54. The method of claim 53, wherein

the cardiac ischemia comprises stable angina, unstable angina, acute coronary syndrome, angina pectoris, myocardial infarction, and ischemia resulting from atherosclerosis.

55. The method of claim 51, wherein

the ischemic condition is ischemia of the brain.

56. The method claim 55, wherein

the ischemia of the brain is acute ischemic stroke, transient ischemic attack, micro-infarct, vascular dementia, or cerebrovascular disease.

57. The method of claim 51, wherein

the ischemic condition is ischemia of the limb.

58. The method of claim 51, wherein

the ischemic condition is carotid artery disease.

59. The method of claim 50, wherein

the condition is selected from the group consisting of peripheral artery disease, renal dysfunction or renal disease encompassing diminished blood flow; a vascular condition of the eye; diminished blood flow in the spleen; mesenteric artery occlusion; intestinal infarction; small vessel disease; and reduced blood flow in a vessel as a result of atherosclerosis or diabetes.

60. The method of claim 50, wherein

the Notch-activating agent is an activator of Notch 1.

61. The method of claim 50, wherein

the Notch-activating agent is an activator of Notch 4.

62. The method of claim 50, wherein

the Notch-activating agent is a Notch ligand.
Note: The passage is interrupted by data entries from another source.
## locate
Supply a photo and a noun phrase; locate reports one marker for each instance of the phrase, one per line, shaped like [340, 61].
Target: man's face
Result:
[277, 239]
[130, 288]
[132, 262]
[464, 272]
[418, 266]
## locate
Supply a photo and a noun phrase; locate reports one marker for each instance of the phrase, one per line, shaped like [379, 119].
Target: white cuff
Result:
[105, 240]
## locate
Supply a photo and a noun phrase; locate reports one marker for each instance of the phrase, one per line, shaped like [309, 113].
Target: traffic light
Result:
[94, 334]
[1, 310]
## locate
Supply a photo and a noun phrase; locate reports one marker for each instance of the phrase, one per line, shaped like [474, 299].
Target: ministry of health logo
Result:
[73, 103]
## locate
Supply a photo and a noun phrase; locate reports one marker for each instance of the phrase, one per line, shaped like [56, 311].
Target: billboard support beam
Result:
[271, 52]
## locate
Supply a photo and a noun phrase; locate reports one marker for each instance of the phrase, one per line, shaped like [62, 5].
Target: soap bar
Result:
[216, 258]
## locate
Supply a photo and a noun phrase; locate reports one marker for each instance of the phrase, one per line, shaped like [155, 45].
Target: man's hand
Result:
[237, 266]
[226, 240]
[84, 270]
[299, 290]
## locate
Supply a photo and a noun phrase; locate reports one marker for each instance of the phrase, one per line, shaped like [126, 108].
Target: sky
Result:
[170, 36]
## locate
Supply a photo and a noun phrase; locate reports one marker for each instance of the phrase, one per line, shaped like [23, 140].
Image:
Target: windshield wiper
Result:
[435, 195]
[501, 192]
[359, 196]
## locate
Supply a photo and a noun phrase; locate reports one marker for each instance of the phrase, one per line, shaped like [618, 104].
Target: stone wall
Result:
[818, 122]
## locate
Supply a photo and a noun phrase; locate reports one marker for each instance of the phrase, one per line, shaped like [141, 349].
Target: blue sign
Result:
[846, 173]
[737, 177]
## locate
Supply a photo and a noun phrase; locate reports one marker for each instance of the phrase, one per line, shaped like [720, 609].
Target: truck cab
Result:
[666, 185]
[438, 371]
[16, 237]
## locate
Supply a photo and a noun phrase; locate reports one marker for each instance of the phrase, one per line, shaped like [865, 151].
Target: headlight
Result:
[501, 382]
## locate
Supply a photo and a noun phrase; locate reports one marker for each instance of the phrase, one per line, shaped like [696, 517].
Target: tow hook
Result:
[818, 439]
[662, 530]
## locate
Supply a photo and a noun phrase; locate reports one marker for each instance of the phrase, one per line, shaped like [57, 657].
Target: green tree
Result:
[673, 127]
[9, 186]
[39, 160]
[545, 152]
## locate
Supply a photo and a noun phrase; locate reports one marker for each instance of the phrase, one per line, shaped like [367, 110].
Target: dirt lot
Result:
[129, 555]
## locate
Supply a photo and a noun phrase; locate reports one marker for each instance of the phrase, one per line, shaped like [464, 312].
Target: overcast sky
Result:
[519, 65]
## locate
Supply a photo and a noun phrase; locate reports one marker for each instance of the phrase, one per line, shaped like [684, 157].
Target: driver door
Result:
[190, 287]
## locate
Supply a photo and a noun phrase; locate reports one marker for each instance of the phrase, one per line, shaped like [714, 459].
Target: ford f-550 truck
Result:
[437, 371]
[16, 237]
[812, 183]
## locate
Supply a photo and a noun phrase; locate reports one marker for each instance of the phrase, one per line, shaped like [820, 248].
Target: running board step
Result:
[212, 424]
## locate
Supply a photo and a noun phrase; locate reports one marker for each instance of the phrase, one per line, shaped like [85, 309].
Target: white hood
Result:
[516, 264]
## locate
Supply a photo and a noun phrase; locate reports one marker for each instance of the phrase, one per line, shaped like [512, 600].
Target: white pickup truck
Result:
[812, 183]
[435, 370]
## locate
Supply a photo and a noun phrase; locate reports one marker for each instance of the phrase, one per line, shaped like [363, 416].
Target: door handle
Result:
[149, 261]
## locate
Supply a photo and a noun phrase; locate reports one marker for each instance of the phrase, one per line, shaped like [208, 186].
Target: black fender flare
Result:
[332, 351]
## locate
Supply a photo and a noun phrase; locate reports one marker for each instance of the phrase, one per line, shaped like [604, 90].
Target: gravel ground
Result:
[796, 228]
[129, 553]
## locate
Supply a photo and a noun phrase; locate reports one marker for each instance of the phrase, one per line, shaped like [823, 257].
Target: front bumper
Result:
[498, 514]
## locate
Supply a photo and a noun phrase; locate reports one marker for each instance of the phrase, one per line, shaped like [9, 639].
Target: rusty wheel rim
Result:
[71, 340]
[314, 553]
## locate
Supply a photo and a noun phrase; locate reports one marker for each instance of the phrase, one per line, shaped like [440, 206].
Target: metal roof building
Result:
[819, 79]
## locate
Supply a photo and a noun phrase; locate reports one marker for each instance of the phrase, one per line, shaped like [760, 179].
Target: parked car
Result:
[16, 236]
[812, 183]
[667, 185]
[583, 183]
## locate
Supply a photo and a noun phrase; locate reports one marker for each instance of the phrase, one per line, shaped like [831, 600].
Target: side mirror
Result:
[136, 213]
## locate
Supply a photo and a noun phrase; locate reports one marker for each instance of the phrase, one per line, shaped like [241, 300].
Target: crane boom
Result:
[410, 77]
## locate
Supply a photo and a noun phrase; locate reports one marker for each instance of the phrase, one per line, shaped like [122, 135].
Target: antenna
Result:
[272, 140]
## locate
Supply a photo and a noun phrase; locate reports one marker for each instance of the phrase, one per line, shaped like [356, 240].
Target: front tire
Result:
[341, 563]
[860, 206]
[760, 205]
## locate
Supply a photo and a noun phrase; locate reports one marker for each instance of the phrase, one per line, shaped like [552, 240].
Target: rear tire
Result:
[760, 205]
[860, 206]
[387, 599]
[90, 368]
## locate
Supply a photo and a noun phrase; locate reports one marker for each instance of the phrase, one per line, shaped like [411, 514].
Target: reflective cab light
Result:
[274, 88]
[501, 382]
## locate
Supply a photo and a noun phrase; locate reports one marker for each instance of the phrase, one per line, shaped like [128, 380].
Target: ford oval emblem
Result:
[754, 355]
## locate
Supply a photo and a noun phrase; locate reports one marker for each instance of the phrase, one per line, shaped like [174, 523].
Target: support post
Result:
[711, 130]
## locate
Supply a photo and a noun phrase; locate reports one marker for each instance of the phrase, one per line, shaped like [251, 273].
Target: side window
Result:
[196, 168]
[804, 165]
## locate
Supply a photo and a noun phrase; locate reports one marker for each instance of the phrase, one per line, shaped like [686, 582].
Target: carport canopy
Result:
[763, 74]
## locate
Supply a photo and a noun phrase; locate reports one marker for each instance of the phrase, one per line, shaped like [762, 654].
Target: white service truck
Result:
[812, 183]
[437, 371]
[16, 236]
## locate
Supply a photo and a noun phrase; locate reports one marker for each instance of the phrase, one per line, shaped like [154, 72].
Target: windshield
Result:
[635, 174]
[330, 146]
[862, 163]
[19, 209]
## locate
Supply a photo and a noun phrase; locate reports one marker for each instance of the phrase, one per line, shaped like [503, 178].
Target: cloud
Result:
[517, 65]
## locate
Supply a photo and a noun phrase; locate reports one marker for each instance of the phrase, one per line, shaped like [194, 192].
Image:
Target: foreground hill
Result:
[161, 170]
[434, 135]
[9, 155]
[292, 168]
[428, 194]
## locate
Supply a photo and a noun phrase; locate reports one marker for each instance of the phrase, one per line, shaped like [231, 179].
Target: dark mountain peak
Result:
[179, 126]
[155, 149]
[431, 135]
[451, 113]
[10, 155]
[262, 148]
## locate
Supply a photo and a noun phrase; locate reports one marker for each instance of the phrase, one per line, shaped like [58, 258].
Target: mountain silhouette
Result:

63. The method of claim 62, wherein

the Notch-activating agent is selected from the group consisting of delta-like ligand 1, delta-like ligand 2, delta-like 3, delta-like ligand 4, Jagged-1, Jagged-2, and a Notch-activating variant of the foregoing.

64. The method of claim 50

the Notch-activating agent is a Notch intracellular domain.

65. The method of claim 64, wherein

the Notch-activating agent is selected from the group consisting of a Notch 1 intracellular domain, a Notch 2 intracellular domain, a Notch 3 intracellular domain, and a Notch 4 intracellular domain.

66. The method of claim 50, wherein

the Notch-activating agent is selected from the group consisting of N-methylhemeanthidine chloride, valproic acid, resveratrol, triacetyl resveratrol, phenethyl isothiocyanate, and Yhhu-3792.

67. The method of claim 50, wherein

the Notch activating agent comprises a nucleic acid construct that codes for a Notch-activating protein, or a downstream effector of Notch signaling.

68. The method of claim 50, wherein

the treatment is a preventative treatment.

69. The method of claim 50, wherein

the treatment is administered intravenously.

70. The method of claim 50, wherein

the Notch-activating agent is administered locally to a blood vessel in the tissue.

71. The method of claim 70, wherein

the Notch-activating agent is administered by a drug eluting balloon.

72. The method of claim 70, wherein

the Notch-activating agent is administered on a stent.

73. The method of claim 70, wherein

the Notch-activating agent is delivered in a film wrapped around a blood vessel in the target tissue.

74. The method of claim 50, wherein

the Notch-activating agent is a red blood cell, platelet, or synthetic mimic thereof that is functionalized with a Notch-activating agent.

75. The method of claim 50, wherein

the Notch-activating agent is conjugated to an antibody or antigen-binding fragment thereof, wherein the antibody or antigen binding fragment selectively binds to a ligand present in arterial cells.

76. The method of claim 74, wherein

the ligand present in arterial cells comprises CD34, Adhesion Molecule 1, or cross linked fibrin.